Auditory Evoked Potential-Based Hearing Loss Level Recognition Using Fully Convolutional Neural Networks

Auditory Evoked Potential-Based Hearing Loss Level Recognition Using Fully Convolutional Neural Networks

Ramzi Maalmi Amine Ben SlamaHanene Sahli Hedi Trabelsi 

University of Tunis El Manar, ISTMT, LRBTM, LR13ES07, Tunis 1006, Tunisia

University of Tunis, ENSIT, SIME, Montfleury 1008, Tunisia

Corresponding Author Email: 
amine.slama@istmt.utm.tn
Page: 
611-616
|
DOI: 
https://doi.org/10.18280/ts.390223
Received: 
7 June 2021
|
Revised: 
2 December 2021
|
Accepted: 
12 December 2021
|
Available online: 
30 April 2022
| Citation

© 2022 IIETA. This article is published by IIETA and is licensed under the CC BY 4.0 license (http://creativecommons.org/licenses/by/4.0/).

OPEN ACCESS

Abstract: 

Hearing perception loss is the main common disabilities existing in adults confirmed by the auditory evoked potential exam (AEP). This technique is characterized by limited medical information from feedback response in full routine examination of patients. Body movements, measuring equipment, low-frequency noise are outside factors that cause a misinterpretation. In clinical workflow, AEP signals are manually classified by the experts in order to precise the hearing loss level. In order to enhancethe diagnosis rung rightness, the fully convolutional neural networks methodology is proposed to highlight reliably automated hearing loss analysis. The validation of the proposed approach was focused on 494 factual incorporated auditory loss cases and 177 seen normal undergoing different auditory stimuli (20 dB, 50, 60... and 80 dB) from AEP recordings. The used classification method can represent a highly reduced labor-intensive study loads of ear nose throat (ENT) doctor by applying the pertinent analysis strategy for each hearing loss level and significantly increase the auditory diagnosis performance which provides ability for a computerized ENT assessment. Compared to state-of-the-art methods, the used technique presents a higher accuracy rate by requiring hearing loss level classes.

Keywords: 

computer vision, hearing perception loss, auditory evoked potential (AEP), auditory brainstem responses (ABRs), fully-convolutional neural networks

1. Introduction

The auditory evoked potential (AEP) is an electrical signal produced by the human or animal nervous systems when an external stimulus is presented. The EPs are created after a sensory stimulus such (AEP), or visual auditory evoked potential (VAEP). This proposed work is focused on the AEP signals analysis; it is produced by an external ‘sound’ proceeding to the brain.
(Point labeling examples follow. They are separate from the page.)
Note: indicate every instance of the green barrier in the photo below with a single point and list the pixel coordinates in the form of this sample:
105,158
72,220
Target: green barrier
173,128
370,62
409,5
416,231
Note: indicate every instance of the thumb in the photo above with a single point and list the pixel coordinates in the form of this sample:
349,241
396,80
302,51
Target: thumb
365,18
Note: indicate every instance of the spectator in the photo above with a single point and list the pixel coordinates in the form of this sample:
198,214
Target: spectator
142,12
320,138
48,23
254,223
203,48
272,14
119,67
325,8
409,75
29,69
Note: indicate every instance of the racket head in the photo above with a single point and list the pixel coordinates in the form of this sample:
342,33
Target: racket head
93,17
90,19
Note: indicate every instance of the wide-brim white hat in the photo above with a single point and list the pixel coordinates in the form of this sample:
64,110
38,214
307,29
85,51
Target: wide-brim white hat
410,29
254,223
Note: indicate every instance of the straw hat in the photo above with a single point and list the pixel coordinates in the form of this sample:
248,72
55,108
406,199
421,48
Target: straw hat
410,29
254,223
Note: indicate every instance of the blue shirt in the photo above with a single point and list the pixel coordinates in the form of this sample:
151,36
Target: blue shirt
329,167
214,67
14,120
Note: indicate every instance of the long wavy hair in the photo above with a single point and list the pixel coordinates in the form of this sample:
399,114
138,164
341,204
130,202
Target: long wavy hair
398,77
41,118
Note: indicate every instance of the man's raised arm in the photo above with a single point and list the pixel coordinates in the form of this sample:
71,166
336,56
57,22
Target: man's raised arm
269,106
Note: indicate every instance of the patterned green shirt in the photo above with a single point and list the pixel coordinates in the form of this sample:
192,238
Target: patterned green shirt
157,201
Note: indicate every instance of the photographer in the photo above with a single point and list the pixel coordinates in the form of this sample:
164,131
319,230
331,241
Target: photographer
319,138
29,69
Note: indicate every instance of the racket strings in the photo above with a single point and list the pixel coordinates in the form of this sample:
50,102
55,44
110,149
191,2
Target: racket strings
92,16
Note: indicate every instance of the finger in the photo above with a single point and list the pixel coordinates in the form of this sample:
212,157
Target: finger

The research of AEP signals has current early assessment of hearing loss recognition [1]. The Hearing perception level analysis has been the most frequent sensory disability throughout the world. More than 275 million people around the world are affected by several kind of hearing loss associated to different causes [2].

AEP signals consist of both positive and negative Peaks, characterized by different parameters such as: latency, amplitude and behavioural correlation [3]. Depending upon the amplitude and latencies, Auditory brainstem responses (ABR) can be subsequently divided into different periods with short (0-12 milliseconds), middle (8-50 milliseconds) and high latency of (50-300 millisecond) [3].

Many researchers generally focused on the evaluation of ABRs waveform, the early signal period (10-12 msec) of AEP.

AEP signal waveform contained different peaks (I-II-III-V), which pre-dominant presence of the V Peak can essentially determine the existence of hearing perception [4, 5].

Different works have been proposed in order to automatically identify the Peak V using a matched filter [6], spectral technique [7] and wavelet method [8].

The major difficulties encountered in classifying the AEP wave Peaks are essential to understand the structure of the signal with definite different Peaks, hence the charge of averaging the AEP signal becomes difficult and time consuming ; then, it’s rather difficult to separate the related III and V peaks; it is also a several task to explore and recognize the AEP peak latencies for abnormal hearing dataset from different sound intensities varying between (the 20 dB to 100 dB) (see Figure 1), which can be caused by auditory nerve pathology. Furthermore, it has been reported that the detection of amplitude of Peak V is complex when the stimulation intensity is below the 30 dB, thus, the defined V Peaks are no longer obvious [9].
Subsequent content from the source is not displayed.